The S70 does a nice job in the macro category, capturing a minimum area of just 0.94 x 0.70 inches (23.77 x 17.83 mm). Resolution, detail and color all look great. Closest focusing occurs in wide-angle mode, which also introduces a moderate amount of barrel distortion. (Not measured, but our impression is that there's more distortion than we saw in the viewfinder test, shot at greater distances.) The macro capability could also potentially be extended through the use of auxiliary lenses, if you purchase the optional accessory lens adapter ring, the VAD-S70.
Probably the only area where we felt the S70 came up a bit short was that of white balance for indoor photography. None of its white-balance settings could fully compensate for the strong yellowish cast of the household incandescent lighting in our test setting. The positive note is that colors within the images are still well-balanced, meaning it's fairly easy to clean them up after the fact in Photoshop or PhotoGenetics, but we still would have liked to seen a stronger white-balance compensation to start with.
The S70 performed pretty well under low-light conditions, producing very usable images down to light levels of 1/2 foot-candles (~6 lux), and images that could perhaps be used, albeit after some work at levels of only 1/4 foot-candle (~3 lux). This is pretty good, as a typical city night scene under average street lighting is a lighting level of about 1 foot-candle. The S70 should do fine for outdoor night scenes in the city.
Overall, we were very impressed with the DSC-S70: It takes exceptionally sharp pictures with excellent color, gives good exposure control, and has the added benefit of capturing full-motion movies with sound. Really an excellent little camera!

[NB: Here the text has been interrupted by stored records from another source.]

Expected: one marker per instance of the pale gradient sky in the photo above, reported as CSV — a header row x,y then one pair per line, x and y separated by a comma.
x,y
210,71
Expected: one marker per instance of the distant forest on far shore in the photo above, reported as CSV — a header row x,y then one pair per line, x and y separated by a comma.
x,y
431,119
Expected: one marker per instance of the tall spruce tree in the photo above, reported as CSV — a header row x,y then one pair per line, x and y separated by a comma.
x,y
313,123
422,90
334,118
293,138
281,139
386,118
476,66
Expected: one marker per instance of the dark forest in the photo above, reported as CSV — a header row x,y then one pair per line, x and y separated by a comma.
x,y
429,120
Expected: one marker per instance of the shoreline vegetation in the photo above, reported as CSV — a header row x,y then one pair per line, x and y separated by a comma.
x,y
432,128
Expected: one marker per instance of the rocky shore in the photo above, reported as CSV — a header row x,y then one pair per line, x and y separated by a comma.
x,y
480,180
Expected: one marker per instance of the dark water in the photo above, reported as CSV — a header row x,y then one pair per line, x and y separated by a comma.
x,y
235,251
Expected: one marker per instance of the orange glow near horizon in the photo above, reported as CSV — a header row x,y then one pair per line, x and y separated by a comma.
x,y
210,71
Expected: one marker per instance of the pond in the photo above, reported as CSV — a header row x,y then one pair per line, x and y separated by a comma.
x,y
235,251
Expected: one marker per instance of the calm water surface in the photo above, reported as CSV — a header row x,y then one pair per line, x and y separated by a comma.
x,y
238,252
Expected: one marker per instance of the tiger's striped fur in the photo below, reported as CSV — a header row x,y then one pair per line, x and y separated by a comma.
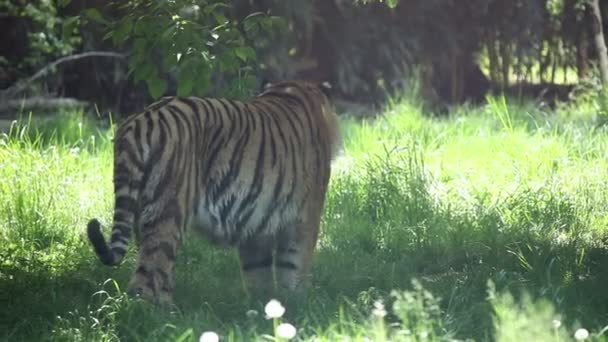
x,y
247,174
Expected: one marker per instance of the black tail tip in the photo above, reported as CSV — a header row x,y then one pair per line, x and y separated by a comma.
x,y
93,228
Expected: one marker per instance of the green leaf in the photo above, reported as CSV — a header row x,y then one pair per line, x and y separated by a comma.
x,y
69,25
392,3
95,15
156,86
185,84
123,31
63,3
245,53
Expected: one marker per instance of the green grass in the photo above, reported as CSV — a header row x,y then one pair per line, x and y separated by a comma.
x,y
488,224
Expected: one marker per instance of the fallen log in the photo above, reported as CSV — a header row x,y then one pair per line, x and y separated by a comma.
x,y
9,108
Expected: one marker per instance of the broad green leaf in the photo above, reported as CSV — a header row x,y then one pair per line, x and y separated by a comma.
x,y
123,31
244,53
95,15
185,84
63,3
69,25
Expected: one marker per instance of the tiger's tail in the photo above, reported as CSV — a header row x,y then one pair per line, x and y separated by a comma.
x,y
125,208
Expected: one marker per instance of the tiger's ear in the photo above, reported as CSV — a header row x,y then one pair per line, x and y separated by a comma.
x,y
326,88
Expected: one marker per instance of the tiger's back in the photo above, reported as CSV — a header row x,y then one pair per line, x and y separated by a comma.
x,y
251,175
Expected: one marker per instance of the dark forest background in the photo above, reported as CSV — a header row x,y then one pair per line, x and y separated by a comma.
x,y
450,51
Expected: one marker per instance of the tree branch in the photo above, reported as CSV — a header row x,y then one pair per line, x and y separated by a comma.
x,y
20,86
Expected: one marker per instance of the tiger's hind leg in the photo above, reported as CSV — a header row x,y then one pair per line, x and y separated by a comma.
x,y
160,236
256,256
293,258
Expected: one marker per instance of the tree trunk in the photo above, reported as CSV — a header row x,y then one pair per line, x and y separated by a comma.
x,y
600,43
582,55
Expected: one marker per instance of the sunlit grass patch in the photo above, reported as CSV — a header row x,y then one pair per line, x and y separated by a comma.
x,y
421,213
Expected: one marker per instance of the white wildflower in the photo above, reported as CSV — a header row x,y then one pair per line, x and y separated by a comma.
x,y
274,309
209,336
251,313
581,334
379,310
286,331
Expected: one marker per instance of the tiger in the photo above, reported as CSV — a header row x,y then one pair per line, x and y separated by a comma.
x,y
252,175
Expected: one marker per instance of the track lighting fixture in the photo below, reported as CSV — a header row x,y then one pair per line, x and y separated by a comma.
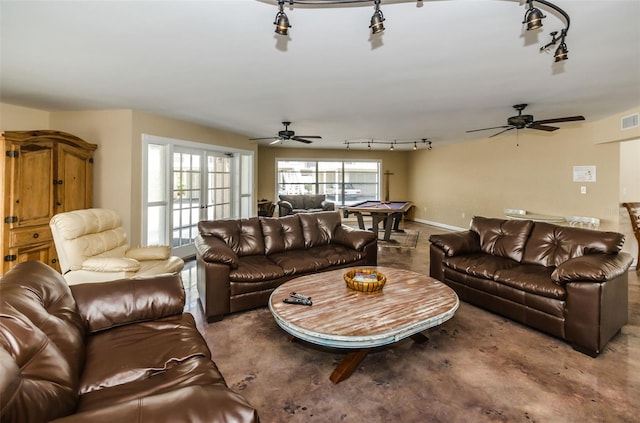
x,y
281,21
391,144
376,20
533,18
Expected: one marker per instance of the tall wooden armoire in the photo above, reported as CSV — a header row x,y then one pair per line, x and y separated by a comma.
x,y
45,173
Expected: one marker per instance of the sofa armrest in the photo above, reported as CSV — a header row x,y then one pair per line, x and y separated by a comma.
x,y
328,205
214,250
111,264
353,238
116,303
284,208
592,268
457,243
149,252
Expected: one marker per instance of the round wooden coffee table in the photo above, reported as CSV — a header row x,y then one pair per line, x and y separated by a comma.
x,y
342,318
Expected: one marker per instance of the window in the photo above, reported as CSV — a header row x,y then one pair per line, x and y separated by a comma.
x,y
344,182
187,182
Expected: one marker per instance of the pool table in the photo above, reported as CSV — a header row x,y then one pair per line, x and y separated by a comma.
x,y
388,212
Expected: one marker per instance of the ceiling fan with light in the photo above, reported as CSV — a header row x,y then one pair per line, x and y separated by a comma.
x,y
287,135
526,121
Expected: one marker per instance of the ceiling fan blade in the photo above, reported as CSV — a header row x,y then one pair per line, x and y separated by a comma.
x,y
307,136
536,125
302,140
558,120
493,127
501,132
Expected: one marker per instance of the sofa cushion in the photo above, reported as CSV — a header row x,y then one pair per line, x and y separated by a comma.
x,y
299,261
282,234
503,238
533,279
41,344
550,245
318,228
244,236
316,258
138,351
255,269
479,264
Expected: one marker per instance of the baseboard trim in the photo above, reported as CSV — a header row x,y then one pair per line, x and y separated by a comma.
x,y
441,225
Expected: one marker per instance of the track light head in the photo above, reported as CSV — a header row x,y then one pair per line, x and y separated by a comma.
x,y
282,21
376,20
561,52
533,17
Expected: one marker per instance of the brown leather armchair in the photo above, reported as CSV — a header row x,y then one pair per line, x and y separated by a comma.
x,y
118,351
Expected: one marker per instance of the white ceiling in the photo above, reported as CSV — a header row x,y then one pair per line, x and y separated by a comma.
x,y
439,69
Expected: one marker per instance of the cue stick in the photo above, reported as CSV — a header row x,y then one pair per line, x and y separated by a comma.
x,y
387,174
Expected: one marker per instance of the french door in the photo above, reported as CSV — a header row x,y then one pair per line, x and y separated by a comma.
x,y
201,184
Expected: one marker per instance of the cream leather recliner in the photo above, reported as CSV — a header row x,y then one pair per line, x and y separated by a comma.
x,y
92,247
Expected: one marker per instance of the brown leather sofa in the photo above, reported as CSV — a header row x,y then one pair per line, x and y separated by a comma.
x,y
303,203
240,262
118,351
571,283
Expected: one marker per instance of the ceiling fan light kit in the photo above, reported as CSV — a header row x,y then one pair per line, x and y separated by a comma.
x,y
532,18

The S70's lightweight portability and full set of features make for a very user friendly camera we think most consumers will enjoy. Aperture- and shutter-priority exposure modes provide good exposure control, and give you as much decision making power as most users will want or need. At the same time, the full-auto mode gives true "point & shoot" operation for the novice, or for those times you'd prefer to let the camera do the thinking. We'd like to have seen a standard flash sync connector, but the optional Sony auxiliary flash does provide a solid external-flash option. The camera's Carl Zeiss lens is of unusually high quality, rendering exceptionally sharp, highly-detailed images, with the highest resolution we've yet found in a digicam. The optional (huge!) wide-angle lens produces very wide coverage, which could make the combination a great choice for people needing to photograph building interiors or other very wide-angle subjects. Overall, an excellent 3 megapixel digicam - Highly recommended!